The individual partial systems communicate with each other using a
bus system (CAN-Bus). Benefits of this subdivision are the simple
monitoring and programming of the partial system.
[0021] In an especially beneficial execution of the invention, the
vehicle's entire system is split into partial systems (system
islands). The control of the supplemental compressor is
incorporated in such a partial system; the partial systems
communicate with each other using a bus system (CAN-Bus). An
advantage of this execution is the possibility to match the
individual systems with each other optimally, so that the primary
goal is optimally adjusting the fuel consumption for the power
output as currently or instantaneously necessary for the internal
combustion engine. Additional advantages are the simple monitoring
and programming of the partial systems and the possibility to add
additional components of control without great effort.
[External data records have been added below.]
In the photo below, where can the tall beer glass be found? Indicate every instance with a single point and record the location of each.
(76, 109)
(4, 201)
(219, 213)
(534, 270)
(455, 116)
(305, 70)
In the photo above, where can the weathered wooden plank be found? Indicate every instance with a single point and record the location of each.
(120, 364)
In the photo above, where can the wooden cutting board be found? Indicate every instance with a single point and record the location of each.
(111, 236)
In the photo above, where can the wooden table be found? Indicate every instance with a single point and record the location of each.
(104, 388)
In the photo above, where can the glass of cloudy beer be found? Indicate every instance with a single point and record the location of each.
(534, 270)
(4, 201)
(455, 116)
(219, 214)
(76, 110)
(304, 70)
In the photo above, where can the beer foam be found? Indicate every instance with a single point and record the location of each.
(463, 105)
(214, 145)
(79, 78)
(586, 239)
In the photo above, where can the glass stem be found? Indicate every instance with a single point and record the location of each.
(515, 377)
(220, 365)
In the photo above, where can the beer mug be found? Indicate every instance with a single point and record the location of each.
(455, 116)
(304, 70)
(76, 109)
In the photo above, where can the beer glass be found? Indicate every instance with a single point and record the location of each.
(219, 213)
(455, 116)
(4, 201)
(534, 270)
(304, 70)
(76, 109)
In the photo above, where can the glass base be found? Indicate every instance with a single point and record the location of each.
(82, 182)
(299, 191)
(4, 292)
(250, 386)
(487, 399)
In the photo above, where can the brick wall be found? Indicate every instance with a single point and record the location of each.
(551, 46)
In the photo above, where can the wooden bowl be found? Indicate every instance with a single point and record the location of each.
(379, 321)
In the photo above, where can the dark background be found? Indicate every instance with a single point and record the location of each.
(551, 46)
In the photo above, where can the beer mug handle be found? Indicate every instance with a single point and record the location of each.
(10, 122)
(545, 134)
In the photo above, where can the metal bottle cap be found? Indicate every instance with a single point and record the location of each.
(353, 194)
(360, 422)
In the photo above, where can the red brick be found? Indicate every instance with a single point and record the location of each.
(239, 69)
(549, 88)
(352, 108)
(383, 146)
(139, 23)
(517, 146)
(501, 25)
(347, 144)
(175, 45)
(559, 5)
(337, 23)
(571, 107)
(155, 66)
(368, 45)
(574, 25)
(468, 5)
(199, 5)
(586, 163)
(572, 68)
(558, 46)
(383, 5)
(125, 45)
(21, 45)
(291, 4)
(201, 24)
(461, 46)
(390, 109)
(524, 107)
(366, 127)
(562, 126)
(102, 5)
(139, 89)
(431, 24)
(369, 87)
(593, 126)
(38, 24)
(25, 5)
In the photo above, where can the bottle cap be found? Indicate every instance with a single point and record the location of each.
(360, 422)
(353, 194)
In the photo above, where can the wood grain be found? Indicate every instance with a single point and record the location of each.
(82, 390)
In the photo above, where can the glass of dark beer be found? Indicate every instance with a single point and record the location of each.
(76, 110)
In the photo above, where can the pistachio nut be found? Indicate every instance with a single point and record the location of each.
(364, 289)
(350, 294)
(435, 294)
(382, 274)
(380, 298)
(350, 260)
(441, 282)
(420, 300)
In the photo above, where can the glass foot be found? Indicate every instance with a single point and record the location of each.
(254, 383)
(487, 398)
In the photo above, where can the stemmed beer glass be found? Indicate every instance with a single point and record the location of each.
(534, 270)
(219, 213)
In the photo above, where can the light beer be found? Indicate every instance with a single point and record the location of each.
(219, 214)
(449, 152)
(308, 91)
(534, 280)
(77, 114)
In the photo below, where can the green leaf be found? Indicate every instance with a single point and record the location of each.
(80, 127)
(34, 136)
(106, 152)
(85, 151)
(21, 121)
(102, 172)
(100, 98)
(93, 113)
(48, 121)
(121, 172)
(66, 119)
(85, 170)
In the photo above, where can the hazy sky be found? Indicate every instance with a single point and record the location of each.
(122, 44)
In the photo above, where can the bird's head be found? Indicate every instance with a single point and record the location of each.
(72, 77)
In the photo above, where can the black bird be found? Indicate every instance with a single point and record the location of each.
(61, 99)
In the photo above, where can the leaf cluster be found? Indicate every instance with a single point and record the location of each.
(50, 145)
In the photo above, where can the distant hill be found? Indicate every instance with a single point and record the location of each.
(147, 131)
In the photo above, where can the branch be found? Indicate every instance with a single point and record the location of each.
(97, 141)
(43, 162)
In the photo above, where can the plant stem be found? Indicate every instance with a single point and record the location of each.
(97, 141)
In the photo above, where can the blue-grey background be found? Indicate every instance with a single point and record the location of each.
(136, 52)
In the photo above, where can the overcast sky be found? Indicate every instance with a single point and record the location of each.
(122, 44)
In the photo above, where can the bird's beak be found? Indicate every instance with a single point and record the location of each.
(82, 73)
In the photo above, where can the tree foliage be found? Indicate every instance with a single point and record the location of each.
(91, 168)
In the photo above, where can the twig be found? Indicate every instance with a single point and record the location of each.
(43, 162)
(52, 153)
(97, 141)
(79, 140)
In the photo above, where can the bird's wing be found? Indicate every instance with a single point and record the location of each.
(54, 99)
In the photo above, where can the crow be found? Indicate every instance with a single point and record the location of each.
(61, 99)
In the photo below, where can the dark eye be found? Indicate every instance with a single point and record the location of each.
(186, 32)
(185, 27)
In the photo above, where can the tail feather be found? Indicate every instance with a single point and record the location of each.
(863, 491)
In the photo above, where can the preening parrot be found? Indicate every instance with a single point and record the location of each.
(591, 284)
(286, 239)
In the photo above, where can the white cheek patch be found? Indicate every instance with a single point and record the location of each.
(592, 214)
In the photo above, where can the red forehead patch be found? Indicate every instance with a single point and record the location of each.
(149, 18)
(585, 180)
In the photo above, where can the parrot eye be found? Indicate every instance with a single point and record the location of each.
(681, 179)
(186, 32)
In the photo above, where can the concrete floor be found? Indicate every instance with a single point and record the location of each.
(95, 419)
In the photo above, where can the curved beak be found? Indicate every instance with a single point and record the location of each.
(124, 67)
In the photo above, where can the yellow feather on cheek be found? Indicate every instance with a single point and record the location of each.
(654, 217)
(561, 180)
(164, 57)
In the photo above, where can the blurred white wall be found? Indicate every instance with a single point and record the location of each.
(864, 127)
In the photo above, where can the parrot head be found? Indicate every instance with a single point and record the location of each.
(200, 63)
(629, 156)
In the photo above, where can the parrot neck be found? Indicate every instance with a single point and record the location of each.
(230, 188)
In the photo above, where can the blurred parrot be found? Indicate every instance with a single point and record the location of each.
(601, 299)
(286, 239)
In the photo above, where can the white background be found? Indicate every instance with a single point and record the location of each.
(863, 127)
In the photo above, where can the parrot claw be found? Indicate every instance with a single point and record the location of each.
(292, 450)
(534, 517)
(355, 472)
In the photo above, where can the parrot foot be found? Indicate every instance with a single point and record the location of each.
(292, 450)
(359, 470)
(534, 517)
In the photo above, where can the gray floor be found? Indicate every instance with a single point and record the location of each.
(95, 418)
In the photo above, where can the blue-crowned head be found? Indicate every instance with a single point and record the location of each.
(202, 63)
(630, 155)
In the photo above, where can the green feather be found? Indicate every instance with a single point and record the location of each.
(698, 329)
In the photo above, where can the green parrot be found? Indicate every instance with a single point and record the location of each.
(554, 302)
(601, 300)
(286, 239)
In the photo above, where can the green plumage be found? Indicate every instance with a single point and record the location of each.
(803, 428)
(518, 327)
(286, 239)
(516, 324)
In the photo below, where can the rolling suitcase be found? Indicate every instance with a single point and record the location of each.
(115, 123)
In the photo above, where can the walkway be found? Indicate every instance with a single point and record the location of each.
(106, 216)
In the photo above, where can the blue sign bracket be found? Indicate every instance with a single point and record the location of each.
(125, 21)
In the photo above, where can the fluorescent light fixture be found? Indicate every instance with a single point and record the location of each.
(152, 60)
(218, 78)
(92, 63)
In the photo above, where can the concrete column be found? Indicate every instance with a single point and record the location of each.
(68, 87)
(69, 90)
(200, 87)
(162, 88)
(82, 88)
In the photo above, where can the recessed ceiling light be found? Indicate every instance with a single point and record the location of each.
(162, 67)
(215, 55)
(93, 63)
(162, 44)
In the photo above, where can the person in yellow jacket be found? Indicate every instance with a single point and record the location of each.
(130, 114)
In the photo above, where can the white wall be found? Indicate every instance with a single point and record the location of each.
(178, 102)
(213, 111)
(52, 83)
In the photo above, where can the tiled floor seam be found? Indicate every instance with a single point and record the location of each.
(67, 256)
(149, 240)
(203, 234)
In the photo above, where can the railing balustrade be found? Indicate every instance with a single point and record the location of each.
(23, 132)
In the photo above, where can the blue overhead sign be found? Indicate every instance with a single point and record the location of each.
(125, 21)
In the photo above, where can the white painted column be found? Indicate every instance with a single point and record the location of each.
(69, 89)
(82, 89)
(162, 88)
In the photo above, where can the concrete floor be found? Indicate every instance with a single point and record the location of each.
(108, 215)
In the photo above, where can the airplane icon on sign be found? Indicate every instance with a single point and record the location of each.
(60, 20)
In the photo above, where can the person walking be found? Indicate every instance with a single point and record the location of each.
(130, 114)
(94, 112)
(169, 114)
[0022] Preferred executions of the invention are explained in
references to the attached drawings. They show in:
[0023] FIG. 1 a schematic representation of an internal combustion
engine with one-step turbocharging and an supplemental compressor
powered by an electric motor in a first execution based on the
invention.
[0024] FIG. 2 a schematic of an internal combustion engine with
simple turbocharging and supplemental compressor with secondary air
channels, turbine bypass and exhaust return.
[0025] FIG. 3 a schematic of an internal combustion engine with
simple turbocharging and supplemental compressor with secondary air
channels, turbine bypass and exhaust return, with the supplemental
compressor integrated into the intake pipe assembly.
[0026] FIG. 4 a schematic of an internal combustion engine with
simple turbocharging and supplemental compressor with secondary air
channels, turbine bypass and exhaust return, with the supplemental
compressor integrated into the cylinder head assembly.
[0027] FIG. 5 a schematic of an internal combustion engine with
simple turbocharging and supplemental compressor with secondary air
channels, turbine bypass and exhaust return, with the supplemental
compressor integrated into the air filter casing assembly.
[0028] FIG. 6 a schematic of an internal combustion engine with
simple turbocharging and supplemental compressor with secondary air
channels, turbine bypass and exhaust return, with the supplemental
compressor integrated into the exhaust train assembly.
[0029] FIG. 7 a schematic of a control for the supplemental
compressor integrated into the engine control.
[0030] FIG. 8 a schematic of a control for the supplemental
compressor separate from the engine control.
[0031] FIG. 9 a schematic of an engine control split into partial
systems, including the control of the supplemental compressor as a
partial system.
[0032] FIG. 10 a schematic of a vehicle entire system split into
partial systems, including the control of the supplemental
compressor as a partial system.
[0033] FIG. 1 shows an internal combustion engine 1, which on the
fresh gas side 2 is connected to the compressor of a turbocharger 3
and a supplemental compressor 4. The supplemental compressor 4 is
connected to the turbocharger compressor 3 in series, and arranged,
in the flow direction, in front of the turbocharger compressor 3.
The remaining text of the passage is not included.